Auf den ers­ten Blick mag Do­ra­bel­la wie ei­ne et­was dümm­li­che oder ober­fläch­li­che Fi­gur wir­ken – wie es das Li­bret­to su­ge­rie­ren möch­te (es heißt: così fan tutte, nicht tutti – al­so die weib­li­che Form).

Sie ist jung, ver­liebt und scheut sich nicht da­vor, gro­ße Ge­füh­le zu zei­gen. Au­ßer­dem hat sie ei­ne star­ke Neu­gier auf das Le­ben, traut sich aber nicht, die­se aus­zu­le­ben, oh­ne dass Fior­di­li­gi ihr zu­vor die Er­laub­nis gibt.

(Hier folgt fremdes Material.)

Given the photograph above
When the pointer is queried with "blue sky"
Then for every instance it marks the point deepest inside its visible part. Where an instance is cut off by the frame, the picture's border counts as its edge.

Im Lau­fe der Oper durch­läuft Do­ra­bel­la ei­ne Ent­wick­lung hin zu mehr Selbst­ver­trau­en. Zu­nächst war­tet sie ab, was ih­re Schwes­ter tut, be­vor sie selbst han­delt. Doch schließ­lich über­nimmt sie die Füh­rung.

Ich den­ke, das ist ei­ne Rei­se, in der sich vie­le Men­schen wie­der­fin­den kön­nen. Ei­nen gro­ßen Teil un­se­rer frü­hen Jah­re ver­brin­gen wir da­mit, zu be­ob­ach­ten, was un­se­re Gleich­alt­ri­gen tun, oder dar­auf zu hö­ren, was El­tern und Men­to­ren uns ra­ten.

Aber ir­gend­wann müs­sen wir uns selbst ver­trau­en und un­se­re ei­ge­nen Ent­schei­dun­gen tref­fen. Selbst wenn die­se Ent­schei­dun­gen zu Feh­lern füh­ren – wie es in die­ser Oper si­cher­lich der Fall ist –, wer­den wir dar­an er­in­nert, dass wir, um zu wach­sen, manch­mal un­se­ren In­stink­ten fol­gen und ein Ri­si­ko ein­ge­hen müs­sen, statt im­mer nur zu war­ten, bis je­mand uns sagt, was wir tun sol­len.

Isabel Signoret

Despina

Von Des­pi­na ha­be ich ge­lernt, di­rekt, fan­ta­sie­voll und wand­lungs­fä­hig zu sein.

Sie ist ei­ne Frau, die ge­nau weiß, was sie will, und kei­ne Angst hat, un­ter­schied­li­che We­ge zu nut­zen, um es zu er­rei­chen.

Schlag­fer­tig und im­mer im Mo­ment le­bend, ist Des­pi­na ei­ne un­glaub­lich un­ter­halt­sa­me Fi­gur. Ih­re Ko­mik macht sie zu ei­ner wun­der­bar zu spie­len­den Rol­le, und sie hilft mir, als Dar­stel­le­rin den Kopf frei­zu­be­kom­men und ein­fach Spaß auf der Büh­ne zu ha­ben.